There had been more than I knew. Of course there had. Birthdays missed. Dinners “with clients.” A supposed conference weekend in Seattle that was actually Cabo. In one picture, taken through the windshield of a parked car, Becca was laughing with her head thrown back and her hand on Grant’s thigh. The date on the bottom corner was the same day my father started hospice.

I pressed my fist to my mouth and tasted salt where I’d bitten the inside of my lip too hard.

The yellow file held financial statements.

The blue file held copies of my prenup, highlighted sections tabbed like battle plans.

The black file held something that stopped me cold: copies of forms requesting information about my father’s medical capacity, blank power-of-attorney templates, notes in Grant’s handwriting, and an email chain between Grant and someone from his office with the subject line Timing after James.

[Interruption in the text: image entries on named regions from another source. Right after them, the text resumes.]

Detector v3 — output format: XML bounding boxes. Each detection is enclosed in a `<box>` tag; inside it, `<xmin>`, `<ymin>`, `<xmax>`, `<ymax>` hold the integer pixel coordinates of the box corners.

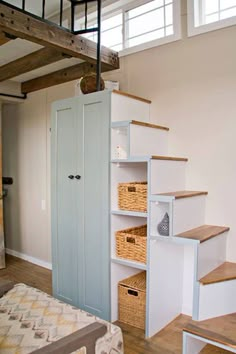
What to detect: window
<box><xmin>76</xmin><ymin>0</ymin><xmax>180</xmax><ymax>56</ymax></box>
<box><xmin>188</xmin><ymin>0</ymin><xmax>236</xmax><ymax>36</ymax></box>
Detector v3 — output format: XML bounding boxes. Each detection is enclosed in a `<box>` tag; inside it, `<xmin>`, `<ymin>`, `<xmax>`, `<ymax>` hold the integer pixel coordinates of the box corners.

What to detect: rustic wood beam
<box><xmin>21</xmin><ymin>62</ymin><xmax>109</xmax><ymax>93</ymax></box>
<box><xmin>0</xmin><ymin>3</ymin><xmax>119</xmax><ymax>70</ymax></box>
<box><xmin>0</xmin><ymin>48</ymin><xmax>69</xmax><ymax>82</ymax></box>
<box><xmin>0</xmin><ymin>32</ymin><xmax>11</xmax><ymax>45</ymax></box>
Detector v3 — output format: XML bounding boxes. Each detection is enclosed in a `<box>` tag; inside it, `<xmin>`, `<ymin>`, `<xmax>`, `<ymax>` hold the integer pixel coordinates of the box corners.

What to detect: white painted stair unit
<box><xmin>111</xmin><ymin>88</ymin><xmax>236</xmax><ymax>337</ymax></box>
<box><xmin>51</xmin><ymin>91</ymin><xmax>236</xmax><ymax>337</ymax></box>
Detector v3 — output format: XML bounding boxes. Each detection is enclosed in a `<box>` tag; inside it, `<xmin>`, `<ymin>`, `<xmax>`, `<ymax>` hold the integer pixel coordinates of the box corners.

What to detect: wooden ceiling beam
<box><xmin>0</xmin><ymin>31</ymin><xmax>13</xmax><ymax>46</ymax></box>
<box><xmin>0</xmin><ymin>48</ymin><xmax>69</xmax><ymax>82</ymax></box>
<box><xmin>0</xmin><ymin>3</ymin><xmax>119</xmax><ymax>70</ymax></box>
<box><xmin>21</xmin><ymin>62</ymin><xmax>109</xmax><ymax>93</ymax></box>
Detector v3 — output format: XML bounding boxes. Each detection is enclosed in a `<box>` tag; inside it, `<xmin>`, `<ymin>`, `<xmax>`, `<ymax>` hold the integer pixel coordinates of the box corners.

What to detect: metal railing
<box><xmin>1</xmin><ymin>0</ymin><xmax>102</xmax><ymax>91</ymax></box>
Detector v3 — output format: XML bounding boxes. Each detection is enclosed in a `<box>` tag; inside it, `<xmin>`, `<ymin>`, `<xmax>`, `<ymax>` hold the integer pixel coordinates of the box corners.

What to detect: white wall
<box><xmin>3</xmin><ymin>1</ymin><xmax>236</xmax><ymax>262</ymax></box>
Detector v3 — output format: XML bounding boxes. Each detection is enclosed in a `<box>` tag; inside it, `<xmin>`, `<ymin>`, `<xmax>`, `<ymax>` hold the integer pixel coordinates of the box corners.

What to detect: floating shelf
<box><xmin>111</xmin><ymin>258</ymin><xmax>147</xmax><ymax>270</ymax></box>
<box><xmin>111</xmin><ymin>210</ymin><xmax>148</xmax><ymax>218</ymax></box>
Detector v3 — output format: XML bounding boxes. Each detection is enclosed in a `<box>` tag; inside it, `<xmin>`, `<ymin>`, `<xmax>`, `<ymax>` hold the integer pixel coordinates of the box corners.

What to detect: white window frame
<box><xmin>188</xmin><ymin>0</ymin><xmax>236</xmax><ymax>37</ymax></box>
<box><xmin>76</xmin><ymin>0</ymin><xmax>182</xmax><ymax>57</ymax></box>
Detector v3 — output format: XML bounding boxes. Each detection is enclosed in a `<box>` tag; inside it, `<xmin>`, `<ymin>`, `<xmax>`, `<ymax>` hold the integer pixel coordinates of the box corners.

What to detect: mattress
<box><xmin>0</xmin><ymin>284</ymin><xmax>123</xmax><ymax>354</ymax></box>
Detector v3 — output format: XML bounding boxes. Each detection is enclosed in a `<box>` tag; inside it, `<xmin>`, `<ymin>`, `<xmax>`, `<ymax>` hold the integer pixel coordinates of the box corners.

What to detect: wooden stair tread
<box><xmin>176</xmin><ymin>225</ymin><xmax>229</xmax><ymax>243</ymax></box>
<box><xmin>183</xmin><ymin>313</ymin><xmax>236</xmax><ymax>348</ymax></box>
<box><xmin>151</xmin><ymin>155</ymin><xmax>188</xmax><ymax>161</ymax></box>
<box><xmin>131</xmin><ymin>120</ymin><xmax>170</xmax><ymax>131</ymax></box>
<box><xmin>199</xmin><ymin>262</ymin><xmax>236</xmax><ymax>285</ymax></box>
<box><xmin>112</xmin><ymin>90</ymin><xmax>152</xmax><ymax>104</ymax></box>
<box><xmin>158</xmin><ymin>191</ymin><xmax>208</xmax><ymax>199</ymax></box>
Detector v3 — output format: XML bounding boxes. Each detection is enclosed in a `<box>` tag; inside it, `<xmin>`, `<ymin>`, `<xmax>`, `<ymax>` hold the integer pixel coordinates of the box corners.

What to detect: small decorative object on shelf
<box><xmin>80</xmin><ymin>73</ymin><xmax>105</xmax><ymax>94</ymax></box>
<box><xmin>115</xmin><ymin>145</ymin><xmax>127</xmax><ymax>159</ymax></box>
<box><xmin>157</xmin><ymin>213</ymin><xmax>170</xmax><ymax>236</ymax></box>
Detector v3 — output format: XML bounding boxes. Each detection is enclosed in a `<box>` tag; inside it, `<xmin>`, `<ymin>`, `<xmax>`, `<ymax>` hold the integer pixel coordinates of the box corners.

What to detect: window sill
<box><xmin>188</xmin><ymin>16</ymin><xmax>236</xmax><ymax>37</ymax></box>
<box><xmin>119</xmin><ymin>33</ymin><xmax>181</xmax><ymax>57</ymax></box>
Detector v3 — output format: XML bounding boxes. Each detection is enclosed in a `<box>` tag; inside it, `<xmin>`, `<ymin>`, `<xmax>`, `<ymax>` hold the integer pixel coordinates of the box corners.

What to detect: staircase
<box><xmin>111</xmin><ymin>88</ymin><xmax>233</xmax><ymax>338</ymax></box>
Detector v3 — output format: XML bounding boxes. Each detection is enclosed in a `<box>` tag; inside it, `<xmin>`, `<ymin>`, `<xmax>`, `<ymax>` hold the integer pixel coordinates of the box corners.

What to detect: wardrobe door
<box><xmin>78</xmin><ymin>92</ymin><xmax>110</xmax><ymax>320</ymax></box>
<box><xmin>51</xmin><ymin>99</ymin><xmax>79</xmax><ymax>304</ymax></box>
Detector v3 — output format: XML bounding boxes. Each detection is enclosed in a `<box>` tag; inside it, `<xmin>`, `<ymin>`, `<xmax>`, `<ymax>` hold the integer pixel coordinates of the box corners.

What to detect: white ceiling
<box><xmin>4</xmin><ymin>0</ymin><xmax>69</xmax><ymax>17</ymax></box>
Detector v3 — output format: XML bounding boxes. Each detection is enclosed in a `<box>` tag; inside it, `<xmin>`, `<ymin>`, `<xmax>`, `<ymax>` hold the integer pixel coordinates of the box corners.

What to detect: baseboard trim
<box><xmin>5</xmin><ymin>248</ymin><xmax>52</xmax><ymax>270</ymax></box>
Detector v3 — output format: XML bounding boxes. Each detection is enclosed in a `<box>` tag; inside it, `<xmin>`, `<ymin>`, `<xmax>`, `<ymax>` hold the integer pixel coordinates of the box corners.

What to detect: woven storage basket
<box><xmin>118</xmin><ymin>272</ymin><xmax>146</xmax><ymax>329</ymax></box>
<box><xmin>118</xmin><ymin>182</ymin><xmax>147</xmax><ymax>212</ymax></box>
<box><xmin>116</xmin><ymin>225</ymin><xmax>147</xmax><ymax>263</ymax></box>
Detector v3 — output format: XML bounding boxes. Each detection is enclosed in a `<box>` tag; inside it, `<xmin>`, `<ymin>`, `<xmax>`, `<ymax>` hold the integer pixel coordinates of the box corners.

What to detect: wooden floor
<box><xmin>0</xmin><ymin>255</ymin><xmax>228</xmax><ymax>354</ymax></box>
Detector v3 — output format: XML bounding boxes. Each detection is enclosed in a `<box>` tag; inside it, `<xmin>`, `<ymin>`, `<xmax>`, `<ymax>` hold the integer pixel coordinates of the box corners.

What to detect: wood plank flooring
<box><xmin>0</xmin><ymin>255</ymin><xmax>228</xmax><ymax>354</ymax></box>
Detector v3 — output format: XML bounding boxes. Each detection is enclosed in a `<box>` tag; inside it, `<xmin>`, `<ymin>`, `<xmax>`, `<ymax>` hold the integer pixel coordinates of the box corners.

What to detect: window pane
<box><xmin>128</xmin><ymin>7</ymin><xmax>164</xmax><ymax>38</ymax></box>
<box><xmin>165</xmin><ymin>4</ymin><xmax>173</xmax><ymax>26</ymax></box>
<box><xmin>101</xmin><ymin>26</ymin><xmax>122</xmax><ymax>47</ymax></box>
<box><xmin>205</xmin><ymin>0</ymin><xmax>219</xmax><ymax>15</ymax></box>
<box><xmin>101</xmin><ymin>14</ymin><xmax>122</xmax><ymax>31</ymax></box>
<box><xmin>220</xmin><ymin>0</ymin><xmax>236</xmax><ymax>10</ymax></box>
<box><xmin>166</xmin><ymin>26</ymin><xmax>174</xmax><ymax>36</ymax></box>
<box><xmin>128</xmin><ymin>28</ymin><xmax>165</xmax><ymax>47</ymax></box>
<box><xmin>205</xmin><ymin>13</ymin><xmax>219</xmax><ymax>24</ymax></box>
<box><xmin>220</xmin><ymin>7</ymin><xmax>236</xmax><ymax>20</ymax></box>
<box><xmin>111</xmin><ymin>44</ymin><xmax>123</xmax><ymax>52</ymax></box>
<box><xmin>127</xmin><ymin>0</ymin><xmax>164</xmax><ymax>19</ymax></box>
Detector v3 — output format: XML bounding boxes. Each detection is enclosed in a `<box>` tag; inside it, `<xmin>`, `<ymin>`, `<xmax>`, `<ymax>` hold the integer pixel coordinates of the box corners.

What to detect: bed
<box><xmin>0</xmin><ymin>281</ymin><xmax>123</xmax><ymax>354</ymax></box>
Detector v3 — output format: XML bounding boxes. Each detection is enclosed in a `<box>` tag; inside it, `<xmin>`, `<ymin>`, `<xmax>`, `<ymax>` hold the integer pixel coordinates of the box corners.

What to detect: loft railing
<box><xmin>1</xmin><ymin>0</ymin><xmax>102</xmax><ymax>91</ymax></box>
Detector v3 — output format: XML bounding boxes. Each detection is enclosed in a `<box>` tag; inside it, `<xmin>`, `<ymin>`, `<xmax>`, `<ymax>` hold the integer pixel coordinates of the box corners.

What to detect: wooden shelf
<box><xmin>154</xmin><ymin>191</ymin><xmax>208</xmax><ymax>199</ymax></box>
<box><xmin>176</xmin><ymin>225</ymin><xmax>229</xmax><ymax>243</ymax></box>
<box><xmin>199</xmin><ymin>262</ymin><xmax>236</xmax><ymax>285</ymax></box>
<box><xmin>130</xmin><ymin>120</ymin><xmax>170</xmax><ymax>131</ymax></box>
<box><xmin>111</xmin><ymin>257</ymin><xmax>147</xmax><ymax>270</ymax></box>
<box><xmin>151</xmin><ymin>155</ymin><xmax>188</xmax><ymax>162</ymax></box>
<box><xmin>111</xmin><ymin>210</ymin><xmax>148</xmax><ymax>218</ymax></box>
<box><xmin>183</xmin><ymin>313</ymin><xmax>236</xmax><ymax>348</ymax></box>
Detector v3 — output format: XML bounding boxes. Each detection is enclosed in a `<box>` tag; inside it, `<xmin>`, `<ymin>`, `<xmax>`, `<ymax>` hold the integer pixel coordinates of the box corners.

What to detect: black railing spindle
<box><xmin>84</xmin><ymin>2</ymin><xmax>88</xmax><ymax>29</ymax></box>
<box><xmin>97</xmin><ymin>0</ymin><xmax>102</xmax><ymax>91</ymax></box>
<box><xmin>42</xmin><ymin>0</ymin><xmax>45</xmax><ymax>19</ymax></box>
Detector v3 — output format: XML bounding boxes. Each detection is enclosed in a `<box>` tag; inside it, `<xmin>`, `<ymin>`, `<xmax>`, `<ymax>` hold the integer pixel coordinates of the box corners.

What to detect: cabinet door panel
<box><xmin>79</xmin><ymin>94</ymin><xmax>110</xmax><ymax>320</ymax></box>
<box><xmin>51</xmin><ymin>100</ymin><xmax>78</xmax><ymax>303</ymax></box>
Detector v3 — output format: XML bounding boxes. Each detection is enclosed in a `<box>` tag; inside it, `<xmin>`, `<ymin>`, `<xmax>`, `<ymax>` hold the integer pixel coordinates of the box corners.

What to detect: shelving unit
<box><xmin>52</xmin><ymin>91</ymin><xmax>232</xmax><ymax>337</ymax></box>
<box><xmin>111</xmin><ymin>90</ymin><xmax>231</xmax><ymax>337</ymax></box>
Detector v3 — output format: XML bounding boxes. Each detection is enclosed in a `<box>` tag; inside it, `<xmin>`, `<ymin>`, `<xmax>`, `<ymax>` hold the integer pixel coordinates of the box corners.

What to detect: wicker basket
<box><xmin>118</xmin><ymin>272</ymin><xmax>146</xmax><ymax>329</ymax></box>
<box><xmin>116</xmin><ymin>225</ymin><xmax>147</xmax><ymax>263</ymax></box>
<box><xmin>118</xmin><ymin>182</ymin><xmax>147</xmax><ymax>212</ymax></box>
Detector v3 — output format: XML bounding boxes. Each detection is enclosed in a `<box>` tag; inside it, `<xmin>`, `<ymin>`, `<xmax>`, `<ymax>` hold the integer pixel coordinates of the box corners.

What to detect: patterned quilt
<box><xmin>0</xmin><ymin>284</ymin><xmax>123</xmax><ymax>354</ymax></box>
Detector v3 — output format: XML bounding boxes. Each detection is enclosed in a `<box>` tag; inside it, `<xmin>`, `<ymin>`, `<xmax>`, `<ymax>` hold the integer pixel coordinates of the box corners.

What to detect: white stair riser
<box><xmin>150</xmin><ymin>160</ymin><xmax>186</xmax><ymax>194</ymax></box>
<box><xmin>130</xmin><ymin>124</ymin><xmax>168</xmax><ymax>156</ymax></box>
<box><xmin>198</xmin><ymin>279</ymin><xmax>236</xmax><ymax>321</ymax></box>
<box><xmin>197</xmin><ymin>233</ymin><xmax>227</xmax><ymax>280</ymax></box>
<box><xmin>147</xmin><ymin>240</ymin><xmax>183</xmax><ymax>337</ymax></box>
<box><xmin>173</xmin><ymin>195</ymin><xmax>205</xmax><ymax>235</ymax></box>
<box><xmin>111</xmin><ymin>122</ymin><xmax>168</xmax><ymax>159</ymax></box>
<box><xmin>111</xmin><ymin>93</ymin><xmax>150</xmax><ymax>123</ymax></box>
<box><xmin>182</xmin><ymin>245</ymin><xmax>196</xmax><ymax>316</ymax></box>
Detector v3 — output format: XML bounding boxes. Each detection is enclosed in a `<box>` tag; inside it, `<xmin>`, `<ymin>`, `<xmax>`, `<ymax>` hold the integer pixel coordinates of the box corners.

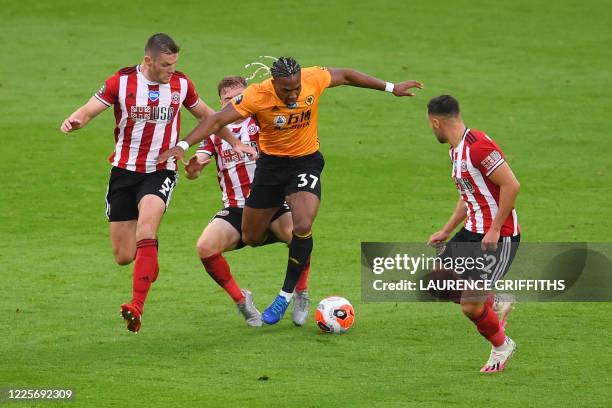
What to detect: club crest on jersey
<box><xmin>247</xmin><ymin>125</ymin><xmax>259</xmax><ymax>136</ymax></box>
<box><xmin>274</xmin><ymin>115</ymin><xmax>287</xmax><ymax>128</ymax></box>
<box><xmin>480</xmin><ymin>150</ymin><xmax>503</xmax><ymax>171</ymax></box>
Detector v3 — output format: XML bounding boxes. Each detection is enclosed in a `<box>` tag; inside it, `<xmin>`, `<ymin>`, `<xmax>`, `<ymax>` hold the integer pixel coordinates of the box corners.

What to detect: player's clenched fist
<box><xmin>60</xmin><ymin>118</ymin><xmax>82</xmax><ymax>133</ymax></box>
<box><xmin>393</xmin><ymin>80</ymin><xmax>423</xmax><ymax>96</ymax></box>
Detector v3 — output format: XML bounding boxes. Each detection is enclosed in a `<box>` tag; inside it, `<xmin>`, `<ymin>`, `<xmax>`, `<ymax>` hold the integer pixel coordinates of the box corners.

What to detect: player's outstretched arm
<box><xmin>329</xmin><ymin>68</ymin><xmax>423</xmax><ymax>96</ymax></box>
<box><xmin>157</xmin><ymin>104</ymin><xmax>257</xmax><ymax>163</ymax></box>
<box><xmin>427</xmin><ymin>198</ymin><xmax>467</xmax><ymax>247</ymax></box>
<box><xmin>60</xmin><ymin>96</ymin><xmax>108</xmax><ymax>133</ymax></box>
<box><xmin>481</xmin><ymin>163</ymin><xmax>521</xmax><ymax>251</ymax></box>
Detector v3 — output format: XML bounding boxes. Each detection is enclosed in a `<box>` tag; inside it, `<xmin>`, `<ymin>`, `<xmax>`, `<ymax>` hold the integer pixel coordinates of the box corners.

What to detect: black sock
<box><xmin>283</xmin><ymin>233</ymin><xmax>312</xmax><ymax>293</ymax></box>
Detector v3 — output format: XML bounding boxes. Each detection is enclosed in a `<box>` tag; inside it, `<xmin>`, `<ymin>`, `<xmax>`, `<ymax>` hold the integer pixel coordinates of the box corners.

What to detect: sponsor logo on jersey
<box><xmin>480</xmin><ymin>150</ymin><xmax>503</xmax><ymax>171</ymax></box>
<box><xmin>130</xmin><ymin>105</ymin><xmax>174</xmax><ymax>122</ymax></box>
<box><xmin>454</xmin><ymin>177</ymin><xmax>474</xmax><ymax>194</ymax></box>
<box><xmin>159</xmin><ymin>177</ymin><xmax>173</xmax><ymax>197</ymax></box>
<box><xmin>149</xmin><ymin>91</ymin><xmax>159</xmax><ymax>102</ymax></box>
<box><xmin>274</xmin><ymin>115</ymin><xmax>287</xmax><ymax>128</ymax></box>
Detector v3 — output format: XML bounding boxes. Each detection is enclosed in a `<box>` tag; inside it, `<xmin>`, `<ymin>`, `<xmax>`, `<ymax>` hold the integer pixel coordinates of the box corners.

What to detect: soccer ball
<box><xmin>315</xmin><ymin>296</ymin><xmax>355</xmax><ymax>334</ymax></box>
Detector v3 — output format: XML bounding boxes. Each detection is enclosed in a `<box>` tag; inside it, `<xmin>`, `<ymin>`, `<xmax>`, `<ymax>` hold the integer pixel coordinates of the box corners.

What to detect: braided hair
<box><xmin>270</xmin><ymin>57</ymin><xmax>302</xmax><ymax>78</ymax></box>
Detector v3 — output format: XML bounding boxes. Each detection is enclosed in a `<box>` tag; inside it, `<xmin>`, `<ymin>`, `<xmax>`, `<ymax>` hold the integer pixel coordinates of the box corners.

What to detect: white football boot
<box><xmin>480</xmin><ymin>336</ymin><xmax>516</xmax><ymax>373</ymax></box>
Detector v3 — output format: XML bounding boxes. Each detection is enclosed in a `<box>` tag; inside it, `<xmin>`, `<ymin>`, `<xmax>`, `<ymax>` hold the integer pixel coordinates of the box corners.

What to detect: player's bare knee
<box><xmin>293</xmin><ymin>221</ymin><xmax>312</xmax><ymax>236</ymax></box>
<box><xmin>136</xmin><ymin>223</ymin><xmax>157</xmax><ymax>241</ymax></box>
<box><xmin>242</xmin><ymin>231</ymin><xmax>265</xmax><ymax>246</ymax></box>
<box><xmin>196</xmin><ymin>238</ymin><xmax>221</xmax><ymax>258</ymax></box>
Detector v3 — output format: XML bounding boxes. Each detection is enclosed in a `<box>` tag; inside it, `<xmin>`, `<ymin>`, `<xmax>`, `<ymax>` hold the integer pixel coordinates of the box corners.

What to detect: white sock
<box><xmin>278</xmin><ymin>290</ymin><xmax>293</xmax><ymax>302</ymax></box>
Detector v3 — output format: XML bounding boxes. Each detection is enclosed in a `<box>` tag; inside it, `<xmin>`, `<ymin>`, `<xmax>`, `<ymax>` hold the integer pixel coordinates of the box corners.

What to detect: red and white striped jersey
<box><xmin>197</xmin><ymin>117</ymin><xmax>259</xmax><ymax>208</ymax></box>
<box><xmin>95</xmin><ymin>65</ymin><xmax>200</xmax><ymax>173</ymax></box>
<box><xmin>449</xmin><ymin>129</ymin><xmax>520</xmax><ymax>236</ymax></box>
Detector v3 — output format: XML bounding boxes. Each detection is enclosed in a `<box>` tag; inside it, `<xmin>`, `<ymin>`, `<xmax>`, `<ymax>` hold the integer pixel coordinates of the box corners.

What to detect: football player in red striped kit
<box><xmin>60</xmin><ymin>33</ymin><xmax>256</xmax><ymax>332</ymax></box>
<box><xmin>185</xmin><ymin>76</ymin><xmax>310</xmax><ymax>327</ymax></box>
<box><xmin>427</xmin><ymin>95</ymin><xmax>520</xmax><ymax>373</ymax></box>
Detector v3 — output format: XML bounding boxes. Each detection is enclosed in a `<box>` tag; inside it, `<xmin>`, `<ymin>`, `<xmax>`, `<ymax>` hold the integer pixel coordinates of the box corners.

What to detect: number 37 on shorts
<box><xmin>298</xmin><ymin>173</ymin><xmax>319</xmax><ymax>190</ymax></box>
<box><xmin>294</xmin><ymin>171</ymin><xmax>321</xmax><ymax>199</ymax></box>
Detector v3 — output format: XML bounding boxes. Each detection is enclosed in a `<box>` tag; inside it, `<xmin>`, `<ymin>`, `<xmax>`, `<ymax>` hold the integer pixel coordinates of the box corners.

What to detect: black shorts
<box><xmin>211</xmin><ymin>203</ymin><xmax>291</xmax><ymax>249</ymax></box>
<box><xmin>439</xmin><ymin>228</ymin><xmax>521</xmax><ymax>283</ymax></box>
<box><xmin>106</xmin><ymin>167</ymin><xmax>178</xmax><ymax>221</ymax></box>
<box><xmin>246</xmin><ymin>151</ymin><xmax>325</xmax><ymax>208</ymax></box>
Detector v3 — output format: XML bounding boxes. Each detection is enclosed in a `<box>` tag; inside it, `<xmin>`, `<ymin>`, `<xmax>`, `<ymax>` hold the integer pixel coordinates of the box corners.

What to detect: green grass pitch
<box><xmin>0</xmin><ymin>0</ymin><xmax>612</xmax><ymax>407</ymax></box>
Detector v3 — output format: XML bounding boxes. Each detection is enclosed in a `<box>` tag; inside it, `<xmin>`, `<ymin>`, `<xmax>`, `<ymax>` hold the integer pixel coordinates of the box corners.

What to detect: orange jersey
<box><xmin>232</xmin><ymin>67</ymin><xmax>331</xmax><ymax>157</ymax></box>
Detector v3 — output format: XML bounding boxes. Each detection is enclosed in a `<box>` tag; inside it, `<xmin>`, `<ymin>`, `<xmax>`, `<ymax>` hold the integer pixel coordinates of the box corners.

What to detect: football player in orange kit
<box><xmin>158</xmin><ymin>57</ymin><xmax>422</xmax><ymax>324</ymax></box>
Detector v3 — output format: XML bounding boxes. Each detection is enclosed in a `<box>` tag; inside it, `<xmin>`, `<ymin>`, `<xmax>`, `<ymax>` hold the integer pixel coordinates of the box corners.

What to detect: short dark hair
<box><xmin>270</xmin><ymin>57</ymin><xmax>302</xmax><ymax>78</ymax></box>
<box><xmin>217</xmin><ymin>76</ymin><xmax>247</xmax><ymax>97</ymax></box>
<box><xmin>427</xmin><ymin>95</ymin><xmax>459</xmax><ymax>117</ymax></box>
<box><xmin>145</xmin><ymin>33</ymin><xmax>181</xmax><ymax>55</ymax></box>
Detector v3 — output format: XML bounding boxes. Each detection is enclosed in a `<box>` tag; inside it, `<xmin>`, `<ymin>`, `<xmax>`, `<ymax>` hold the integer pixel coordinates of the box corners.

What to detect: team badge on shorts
<box><xmin>149</xmin><ymin>91</ymin><xmax>159</xmax><ymax>102</ymax></box>
<box><xmin>274</xmin><ymin>115</ymin><xmax>287</xmax><ymax>128</ymax></box>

I stared at it until the letters blurred.

Timing after James.

Not after the funeral. Not after mourning. After James.

The note Dad left on top of that file said only: Blackwood to explain.

A key turned in the front door.

I didn’t move at first. I heard Grant come in—fast steps, then slower when he realized the house was quiet. He called my name once, twice. There was a strange hoarseness in his voice, as if his throat had gone raw trying to stitch together a defense during the drive home.

I closed the black file and stood.

He appeared in the doorway a second later, tie half undone, hair messed from dragging his hands through it. He looked wrecked. Good.

“Natalie,” he said, exhaling like he’d just found a missing child. “Thank God.”

I stared at him from behind my father’s desk. “That’s an odd choice of words.”

“Please don’t do this.”

I actually laughed at that. “Don’t do what? Read? Notice? Finally catch up?”

His eyes dropped to the files. For the first time, I watched fear move through him in real time. It tightened his face from the outside in.

“You went into the safe.”“My father wanted me to.”

He stepped into the room, palms out like I was a frightened animal. “The funeral got out of control. Becca shouldn’t have been there.”

“No,” I said. “She definitely should have been there. It saved me time.”

He flinched.

“I can explain the affair.”

“Can you explain why she was wearing my dress?”

He opened his mouth, closed it, and went for a different lie. “I didn’t know she took it.”